Many of the methods listed here are adaptive learning rate schemes. As noted in section 6.1, the often recommended learning rate of η = 0.1 is a somewhat arbitrary value that may be completely inappropriate for a given problem. For one thing, the magnitude of the gradient depends on how the targets are scaled; for example, the average error will tend to be higher in a network with linear output nodes and targets in a (-1000,1000) range than in a network with sigmoid output nodes and targets in (0,1). Also, when sum-of-squares error is used rather than mean squared error, the size of the error and thus the best learning rate may depend on the size of the training set . The effective learning rate is amplified by redundancies such as near duplication of training patterns and correlation between different elements of the same pattern, and by internal redundancies such as correlations between hidden unit activities. The latter depend in part on the size and configuration of the network but change as the network learns so different learning rates may be appropriate in different parts of the network and the best values may change as learning progresses.
Given the difficulty of choosing a good learning rate a priori, it makes sense to start with a "safe" value (i.e., small) and adjust it depending on system behavior. Some methods adjust a single global learning rate while others assign different learning rates for each unit or each weight. Methods vary, but the general idea is to increase the step size when the error is decreasing consistently and decrease it when significant error increases occur (small increases may be tolerated).

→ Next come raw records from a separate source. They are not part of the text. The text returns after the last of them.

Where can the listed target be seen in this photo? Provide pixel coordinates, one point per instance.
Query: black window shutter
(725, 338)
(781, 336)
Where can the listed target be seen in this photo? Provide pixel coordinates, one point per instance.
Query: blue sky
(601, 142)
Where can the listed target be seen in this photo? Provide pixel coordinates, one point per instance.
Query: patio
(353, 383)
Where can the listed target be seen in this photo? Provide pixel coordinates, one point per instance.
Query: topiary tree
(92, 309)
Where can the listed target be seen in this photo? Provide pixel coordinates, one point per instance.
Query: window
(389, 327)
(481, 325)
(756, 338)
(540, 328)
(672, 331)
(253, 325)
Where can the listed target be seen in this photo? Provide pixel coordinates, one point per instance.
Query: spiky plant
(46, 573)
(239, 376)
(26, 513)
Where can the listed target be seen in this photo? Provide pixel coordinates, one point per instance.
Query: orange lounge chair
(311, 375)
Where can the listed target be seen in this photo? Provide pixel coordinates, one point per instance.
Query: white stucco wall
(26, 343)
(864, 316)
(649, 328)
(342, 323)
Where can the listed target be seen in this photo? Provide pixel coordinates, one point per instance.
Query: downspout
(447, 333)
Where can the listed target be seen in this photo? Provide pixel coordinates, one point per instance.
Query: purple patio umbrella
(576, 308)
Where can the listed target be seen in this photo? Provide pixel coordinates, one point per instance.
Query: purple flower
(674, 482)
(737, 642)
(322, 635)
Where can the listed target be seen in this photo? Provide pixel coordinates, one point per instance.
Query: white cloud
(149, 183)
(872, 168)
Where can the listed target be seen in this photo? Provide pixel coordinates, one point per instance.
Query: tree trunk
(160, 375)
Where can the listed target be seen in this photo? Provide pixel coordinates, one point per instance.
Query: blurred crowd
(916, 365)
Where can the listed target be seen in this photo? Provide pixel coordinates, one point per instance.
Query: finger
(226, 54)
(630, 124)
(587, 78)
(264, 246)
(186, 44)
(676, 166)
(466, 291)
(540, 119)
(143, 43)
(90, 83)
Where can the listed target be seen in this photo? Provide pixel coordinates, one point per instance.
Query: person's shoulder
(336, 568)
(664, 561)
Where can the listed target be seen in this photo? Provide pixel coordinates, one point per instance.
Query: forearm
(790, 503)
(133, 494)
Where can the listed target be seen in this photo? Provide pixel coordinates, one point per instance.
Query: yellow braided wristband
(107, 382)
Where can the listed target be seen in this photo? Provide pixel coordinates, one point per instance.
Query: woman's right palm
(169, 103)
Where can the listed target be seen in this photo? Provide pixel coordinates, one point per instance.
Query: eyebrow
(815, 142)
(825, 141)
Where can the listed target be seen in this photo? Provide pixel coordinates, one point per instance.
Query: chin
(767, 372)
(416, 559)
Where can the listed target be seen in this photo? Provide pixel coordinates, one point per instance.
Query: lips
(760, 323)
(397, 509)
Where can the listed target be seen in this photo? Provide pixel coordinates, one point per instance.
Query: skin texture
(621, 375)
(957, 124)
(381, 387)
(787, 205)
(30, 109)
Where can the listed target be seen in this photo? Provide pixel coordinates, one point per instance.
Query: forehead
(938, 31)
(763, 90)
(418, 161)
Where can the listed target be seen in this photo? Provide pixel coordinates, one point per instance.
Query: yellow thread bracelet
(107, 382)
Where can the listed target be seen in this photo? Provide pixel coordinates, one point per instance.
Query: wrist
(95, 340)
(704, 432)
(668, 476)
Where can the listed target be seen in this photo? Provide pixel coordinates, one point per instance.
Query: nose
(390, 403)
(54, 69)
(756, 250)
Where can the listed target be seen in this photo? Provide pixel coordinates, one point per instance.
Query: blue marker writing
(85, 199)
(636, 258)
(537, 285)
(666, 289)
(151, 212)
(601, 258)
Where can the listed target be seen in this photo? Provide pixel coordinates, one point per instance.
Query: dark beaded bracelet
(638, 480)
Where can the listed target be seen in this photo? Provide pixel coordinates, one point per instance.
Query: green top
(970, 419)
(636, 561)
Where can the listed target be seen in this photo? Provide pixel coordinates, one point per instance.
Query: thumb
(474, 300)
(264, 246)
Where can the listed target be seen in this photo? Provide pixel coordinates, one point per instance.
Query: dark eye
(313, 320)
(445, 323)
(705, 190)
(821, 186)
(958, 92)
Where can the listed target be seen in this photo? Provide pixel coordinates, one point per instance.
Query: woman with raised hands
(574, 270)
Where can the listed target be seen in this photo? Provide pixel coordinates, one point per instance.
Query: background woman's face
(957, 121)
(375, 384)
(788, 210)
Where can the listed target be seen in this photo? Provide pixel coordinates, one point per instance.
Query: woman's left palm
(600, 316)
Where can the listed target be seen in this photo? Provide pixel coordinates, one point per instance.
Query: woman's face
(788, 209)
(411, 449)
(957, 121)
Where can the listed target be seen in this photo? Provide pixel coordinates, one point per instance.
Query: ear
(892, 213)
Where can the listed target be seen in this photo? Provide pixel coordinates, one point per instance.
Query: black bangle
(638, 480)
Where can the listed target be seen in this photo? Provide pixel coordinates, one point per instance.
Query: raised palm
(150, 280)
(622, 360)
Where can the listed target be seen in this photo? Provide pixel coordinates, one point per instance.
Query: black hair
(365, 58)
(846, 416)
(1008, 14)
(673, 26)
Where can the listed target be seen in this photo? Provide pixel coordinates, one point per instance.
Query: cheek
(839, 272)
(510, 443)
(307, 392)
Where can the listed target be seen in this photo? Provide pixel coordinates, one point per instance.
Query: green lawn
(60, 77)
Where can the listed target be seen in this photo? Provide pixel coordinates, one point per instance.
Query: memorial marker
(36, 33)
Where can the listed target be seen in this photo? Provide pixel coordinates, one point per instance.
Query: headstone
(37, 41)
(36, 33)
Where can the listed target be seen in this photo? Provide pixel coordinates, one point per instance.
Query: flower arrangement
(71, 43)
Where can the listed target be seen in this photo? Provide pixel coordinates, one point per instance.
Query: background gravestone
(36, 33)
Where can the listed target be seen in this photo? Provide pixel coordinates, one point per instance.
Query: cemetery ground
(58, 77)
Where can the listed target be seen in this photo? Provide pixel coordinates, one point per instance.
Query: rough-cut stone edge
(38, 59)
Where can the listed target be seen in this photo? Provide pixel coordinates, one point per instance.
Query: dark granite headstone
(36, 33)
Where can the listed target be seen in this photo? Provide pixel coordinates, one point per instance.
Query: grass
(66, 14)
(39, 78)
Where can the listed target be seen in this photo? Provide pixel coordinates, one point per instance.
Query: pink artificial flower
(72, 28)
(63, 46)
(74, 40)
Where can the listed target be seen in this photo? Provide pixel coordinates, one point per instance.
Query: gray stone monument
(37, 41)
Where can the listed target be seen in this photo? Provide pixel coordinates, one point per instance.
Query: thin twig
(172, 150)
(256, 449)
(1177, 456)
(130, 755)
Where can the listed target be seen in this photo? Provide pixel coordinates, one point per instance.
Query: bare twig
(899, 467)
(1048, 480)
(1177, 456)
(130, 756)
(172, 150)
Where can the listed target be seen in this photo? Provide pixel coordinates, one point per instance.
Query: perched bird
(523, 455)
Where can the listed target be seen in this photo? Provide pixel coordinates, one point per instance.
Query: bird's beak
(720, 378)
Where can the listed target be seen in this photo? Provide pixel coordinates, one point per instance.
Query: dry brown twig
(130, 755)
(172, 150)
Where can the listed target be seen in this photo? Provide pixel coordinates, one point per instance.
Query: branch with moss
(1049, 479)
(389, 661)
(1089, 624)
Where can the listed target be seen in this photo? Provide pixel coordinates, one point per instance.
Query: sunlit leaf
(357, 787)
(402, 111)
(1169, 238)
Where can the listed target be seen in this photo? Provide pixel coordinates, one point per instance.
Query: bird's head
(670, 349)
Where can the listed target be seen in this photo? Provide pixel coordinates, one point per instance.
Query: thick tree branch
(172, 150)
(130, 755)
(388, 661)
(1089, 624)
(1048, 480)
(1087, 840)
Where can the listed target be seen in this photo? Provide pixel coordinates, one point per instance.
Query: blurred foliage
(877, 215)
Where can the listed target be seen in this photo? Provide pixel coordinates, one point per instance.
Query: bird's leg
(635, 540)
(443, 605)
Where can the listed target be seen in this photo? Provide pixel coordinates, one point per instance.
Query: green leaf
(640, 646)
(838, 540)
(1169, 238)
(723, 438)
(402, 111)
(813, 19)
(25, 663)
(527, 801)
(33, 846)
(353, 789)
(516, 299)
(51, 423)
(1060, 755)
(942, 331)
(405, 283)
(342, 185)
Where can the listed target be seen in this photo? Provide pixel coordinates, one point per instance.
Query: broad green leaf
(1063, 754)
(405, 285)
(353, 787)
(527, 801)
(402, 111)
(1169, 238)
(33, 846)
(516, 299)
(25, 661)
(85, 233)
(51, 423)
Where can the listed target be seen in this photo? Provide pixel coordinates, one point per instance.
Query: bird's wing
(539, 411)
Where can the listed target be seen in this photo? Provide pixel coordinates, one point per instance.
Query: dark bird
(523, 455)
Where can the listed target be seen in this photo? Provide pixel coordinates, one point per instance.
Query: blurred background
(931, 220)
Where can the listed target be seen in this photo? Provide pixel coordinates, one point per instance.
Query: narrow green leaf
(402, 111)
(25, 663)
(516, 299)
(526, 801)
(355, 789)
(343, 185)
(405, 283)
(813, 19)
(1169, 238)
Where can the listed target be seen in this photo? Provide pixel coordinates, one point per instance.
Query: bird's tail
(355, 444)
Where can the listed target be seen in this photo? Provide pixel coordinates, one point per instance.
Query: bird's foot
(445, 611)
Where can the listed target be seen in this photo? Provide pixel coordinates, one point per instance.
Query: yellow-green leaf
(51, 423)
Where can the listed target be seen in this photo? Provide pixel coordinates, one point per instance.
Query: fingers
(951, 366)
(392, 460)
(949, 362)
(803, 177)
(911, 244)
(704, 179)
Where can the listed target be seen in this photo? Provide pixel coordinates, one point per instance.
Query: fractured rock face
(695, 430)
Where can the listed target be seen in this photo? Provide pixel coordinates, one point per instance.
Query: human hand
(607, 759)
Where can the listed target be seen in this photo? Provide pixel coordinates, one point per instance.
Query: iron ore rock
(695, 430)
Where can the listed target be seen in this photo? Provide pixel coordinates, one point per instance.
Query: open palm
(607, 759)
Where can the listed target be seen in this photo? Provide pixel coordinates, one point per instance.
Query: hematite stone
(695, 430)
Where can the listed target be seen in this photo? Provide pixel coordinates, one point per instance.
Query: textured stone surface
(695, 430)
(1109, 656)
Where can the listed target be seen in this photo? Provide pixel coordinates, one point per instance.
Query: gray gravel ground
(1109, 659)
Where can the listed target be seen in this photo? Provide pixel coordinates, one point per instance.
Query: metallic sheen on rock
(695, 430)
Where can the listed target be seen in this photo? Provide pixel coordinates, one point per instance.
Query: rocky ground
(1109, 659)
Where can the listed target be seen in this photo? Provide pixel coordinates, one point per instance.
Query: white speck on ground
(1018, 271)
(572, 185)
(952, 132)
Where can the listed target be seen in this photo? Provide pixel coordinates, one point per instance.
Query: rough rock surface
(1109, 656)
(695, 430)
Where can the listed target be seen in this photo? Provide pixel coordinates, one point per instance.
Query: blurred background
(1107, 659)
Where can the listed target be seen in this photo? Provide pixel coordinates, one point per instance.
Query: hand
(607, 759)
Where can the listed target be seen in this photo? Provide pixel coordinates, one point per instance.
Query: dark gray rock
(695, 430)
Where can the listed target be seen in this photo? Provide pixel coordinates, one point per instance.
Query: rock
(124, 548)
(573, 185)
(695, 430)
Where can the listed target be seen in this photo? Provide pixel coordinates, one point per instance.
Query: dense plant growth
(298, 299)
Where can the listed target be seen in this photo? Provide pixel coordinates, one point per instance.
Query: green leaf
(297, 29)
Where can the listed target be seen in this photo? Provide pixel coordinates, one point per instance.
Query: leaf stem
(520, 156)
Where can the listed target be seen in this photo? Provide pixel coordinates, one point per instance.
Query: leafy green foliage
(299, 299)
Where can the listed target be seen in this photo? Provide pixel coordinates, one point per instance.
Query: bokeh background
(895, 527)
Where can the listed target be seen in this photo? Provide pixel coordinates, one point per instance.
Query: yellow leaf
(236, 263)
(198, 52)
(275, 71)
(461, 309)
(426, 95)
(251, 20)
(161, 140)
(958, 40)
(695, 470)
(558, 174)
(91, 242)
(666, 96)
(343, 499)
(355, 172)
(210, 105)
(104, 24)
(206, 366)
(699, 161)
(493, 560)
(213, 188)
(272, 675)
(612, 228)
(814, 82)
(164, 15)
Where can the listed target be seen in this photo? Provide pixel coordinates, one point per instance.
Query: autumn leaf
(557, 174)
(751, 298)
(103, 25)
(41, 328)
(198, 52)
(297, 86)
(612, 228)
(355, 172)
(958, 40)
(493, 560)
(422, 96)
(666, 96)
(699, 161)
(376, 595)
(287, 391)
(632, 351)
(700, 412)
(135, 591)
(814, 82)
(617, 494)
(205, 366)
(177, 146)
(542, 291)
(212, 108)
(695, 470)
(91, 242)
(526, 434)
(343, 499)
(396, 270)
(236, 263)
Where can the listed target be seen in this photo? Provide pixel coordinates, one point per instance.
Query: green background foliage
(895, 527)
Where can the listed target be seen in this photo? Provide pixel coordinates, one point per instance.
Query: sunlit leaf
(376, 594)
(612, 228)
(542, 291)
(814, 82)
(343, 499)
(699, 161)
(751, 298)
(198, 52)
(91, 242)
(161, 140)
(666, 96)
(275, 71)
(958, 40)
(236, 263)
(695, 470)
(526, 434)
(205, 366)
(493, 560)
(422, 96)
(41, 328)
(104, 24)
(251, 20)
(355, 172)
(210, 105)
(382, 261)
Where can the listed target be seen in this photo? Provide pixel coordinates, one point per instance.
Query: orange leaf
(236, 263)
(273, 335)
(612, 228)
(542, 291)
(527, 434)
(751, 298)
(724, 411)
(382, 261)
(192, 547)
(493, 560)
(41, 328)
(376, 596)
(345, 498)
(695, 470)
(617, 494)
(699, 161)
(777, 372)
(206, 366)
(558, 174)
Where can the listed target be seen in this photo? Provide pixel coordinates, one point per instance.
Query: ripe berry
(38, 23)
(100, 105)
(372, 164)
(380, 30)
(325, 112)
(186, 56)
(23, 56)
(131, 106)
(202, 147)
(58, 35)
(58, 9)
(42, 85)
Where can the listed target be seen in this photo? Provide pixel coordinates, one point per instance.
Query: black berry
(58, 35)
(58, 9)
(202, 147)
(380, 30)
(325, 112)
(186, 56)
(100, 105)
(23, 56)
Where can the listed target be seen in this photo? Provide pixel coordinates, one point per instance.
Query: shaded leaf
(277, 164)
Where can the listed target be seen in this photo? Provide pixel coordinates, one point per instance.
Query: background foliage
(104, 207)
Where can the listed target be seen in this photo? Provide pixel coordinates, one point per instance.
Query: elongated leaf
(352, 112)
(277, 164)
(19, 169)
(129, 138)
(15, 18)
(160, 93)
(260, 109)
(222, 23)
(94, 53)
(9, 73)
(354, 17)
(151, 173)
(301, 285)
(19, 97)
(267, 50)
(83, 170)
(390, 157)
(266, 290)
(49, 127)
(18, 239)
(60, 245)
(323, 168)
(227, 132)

In general, some care is needed to avoid instability. The best step size depends on the problem and local characteristics of the E(w) surface (Chapter 8). Values that work well for some problems and some regions of the error space may not work well for others. It has been noted that neural networks often have error surfaces with many flat areas separated by steep cliffs. This is especially true for classification problems with small numbers of samples. As in driving a car, different speeds are reasonable in different conditions. A large step size is desirable to accelerate progress across the smooth, flat regions of the error surface while a small step size is necessary to avoid loss of control at the cliffs. If the step size is not reduced quickly when the system enters a sensitive region, the result could be a huge weight change that throws the network into a completely different region basically at random. Besides causing problems such as paralysis due to saturation of the sigmoid nonlinearities, this has the undesirable effect of essentially discarding previous learning and starting over somewhere else.